Thanks to the regained status, the geopark will be internationally listed for the next four years at least, Kula-Salihli UNESCO Global Geopark Coordinator Professor Tuncer Demir recently told Anadolu Agency.
“As a result of not fulfilling the required criteria, the green card status turned into yellow card status, and [UNESCO] issued a two-year period to fulfill the criteria,” Demir said.
If authorities hadn’t conducted the improvements, Kula-Salihli risked exclusion from the UNESCO Global Geoparks Network.
“We carried out studies with our team and prepared for this inspection for two years,” Demir said, expressing their excitement at obtaining the green card once more. “We got full marks during the inspection and turned our status to green again. We will continue to represent Turkey in the UNESCO Global Geoparks Network.”
Although there has been a delay in the re-registration process due to the coronavirus outbreak, the area did regain its green card after online meetings.
The area is also an open-air laboratory, Aytaç said. “This area has the best examples of geological heritage as well as historical beauty,” Aytaç added.
“We also welcome guests from abroad as it is supported under the UNESCO umbrella,” he said.
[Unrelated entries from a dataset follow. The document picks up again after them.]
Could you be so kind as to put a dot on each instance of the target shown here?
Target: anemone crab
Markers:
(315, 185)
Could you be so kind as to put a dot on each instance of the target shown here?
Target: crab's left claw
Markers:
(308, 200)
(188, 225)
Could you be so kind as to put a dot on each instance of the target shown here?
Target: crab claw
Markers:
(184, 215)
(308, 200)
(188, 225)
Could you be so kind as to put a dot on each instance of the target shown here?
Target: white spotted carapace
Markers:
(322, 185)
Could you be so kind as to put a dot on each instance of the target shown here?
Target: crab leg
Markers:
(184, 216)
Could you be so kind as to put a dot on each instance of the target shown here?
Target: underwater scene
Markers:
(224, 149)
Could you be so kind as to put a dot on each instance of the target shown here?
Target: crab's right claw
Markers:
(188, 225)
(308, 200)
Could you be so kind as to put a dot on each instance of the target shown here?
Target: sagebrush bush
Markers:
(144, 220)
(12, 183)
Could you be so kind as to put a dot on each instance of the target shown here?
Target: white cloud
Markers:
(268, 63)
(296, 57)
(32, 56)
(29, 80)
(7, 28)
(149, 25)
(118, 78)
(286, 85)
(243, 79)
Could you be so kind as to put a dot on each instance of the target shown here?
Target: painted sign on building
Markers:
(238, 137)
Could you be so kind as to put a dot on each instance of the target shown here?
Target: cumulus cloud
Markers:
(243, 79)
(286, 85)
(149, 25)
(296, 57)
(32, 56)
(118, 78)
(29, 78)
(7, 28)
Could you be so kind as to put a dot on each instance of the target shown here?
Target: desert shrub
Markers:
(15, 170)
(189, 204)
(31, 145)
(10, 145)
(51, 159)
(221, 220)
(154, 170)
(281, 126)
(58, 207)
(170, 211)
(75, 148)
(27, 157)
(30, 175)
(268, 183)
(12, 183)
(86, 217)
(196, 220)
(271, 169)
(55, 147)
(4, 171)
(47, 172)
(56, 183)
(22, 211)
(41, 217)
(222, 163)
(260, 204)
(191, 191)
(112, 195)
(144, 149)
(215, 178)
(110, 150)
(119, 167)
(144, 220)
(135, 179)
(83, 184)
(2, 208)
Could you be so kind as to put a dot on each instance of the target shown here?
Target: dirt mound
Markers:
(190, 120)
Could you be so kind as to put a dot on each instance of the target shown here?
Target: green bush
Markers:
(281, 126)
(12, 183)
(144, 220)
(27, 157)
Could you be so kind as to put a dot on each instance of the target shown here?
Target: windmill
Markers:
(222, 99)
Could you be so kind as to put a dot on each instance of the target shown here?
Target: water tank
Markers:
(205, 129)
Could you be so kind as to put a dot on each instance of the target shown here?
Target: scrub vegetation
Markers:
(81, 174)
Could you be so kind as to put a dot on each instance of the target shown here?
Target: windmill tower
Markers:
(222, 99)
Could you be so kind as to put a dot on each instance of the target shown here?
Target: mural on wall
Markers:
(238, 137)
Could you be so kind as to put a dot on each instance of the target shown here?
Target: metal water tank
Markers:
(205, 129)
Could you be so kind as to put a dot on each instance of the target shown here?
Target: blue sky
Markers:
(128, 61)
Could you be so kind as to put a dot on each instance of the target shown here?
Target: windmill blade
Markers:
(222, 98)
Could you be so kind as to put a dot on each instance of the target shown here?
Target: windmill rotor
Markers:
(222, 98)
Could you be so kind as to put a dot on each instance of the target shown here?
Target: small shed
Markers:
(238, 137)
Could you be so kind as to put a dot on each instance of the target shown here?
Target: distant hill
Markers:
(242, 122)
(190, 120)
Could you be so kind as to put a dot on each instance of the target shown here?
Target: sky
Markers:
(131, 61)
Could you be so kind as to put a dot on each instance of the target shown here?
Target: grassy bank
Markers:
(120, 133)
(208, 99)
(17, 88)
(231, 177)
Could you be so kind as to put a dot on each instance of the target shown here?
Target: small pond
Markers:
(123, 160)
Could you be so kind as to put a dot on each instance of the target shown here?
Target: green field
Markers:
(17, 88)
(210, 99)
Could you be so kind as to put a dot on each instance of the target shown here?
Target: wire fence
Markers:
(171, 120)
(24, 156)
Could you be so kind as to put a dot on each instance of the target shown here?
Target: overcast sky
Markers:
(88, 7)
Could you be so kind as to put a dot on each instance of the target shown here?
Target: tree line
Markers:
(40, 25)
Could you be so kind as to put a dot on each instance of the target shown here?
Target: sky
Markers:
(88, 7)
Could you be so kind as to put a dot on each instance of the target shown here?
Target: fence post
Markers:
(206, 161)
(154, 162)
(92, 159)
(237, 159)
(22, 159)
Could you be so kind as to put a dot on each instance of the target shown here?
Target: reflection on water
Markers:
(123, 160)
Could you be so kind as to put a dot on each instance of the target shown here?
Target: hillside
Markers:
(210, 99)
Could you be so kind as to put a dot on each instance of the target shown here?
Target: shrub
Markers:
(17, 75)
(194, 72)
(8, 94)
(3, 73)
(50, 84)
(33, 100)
Kula-Salihli Global Geopark
The Kula-Salihli Global Geopark is home to many geological, geomorphological and natural features. The existing area of the geopark was increased to 2,320 square kilometers by including the Salihli district in its borders.
Following the enlargement, the Adala Canyon, Sart Ruins, Bin Tepeler Mound Graves, Kurşunlu Hot Springs, Temple of Artemis and Gölmarmara Lake in Salihli are now part of the geopark network.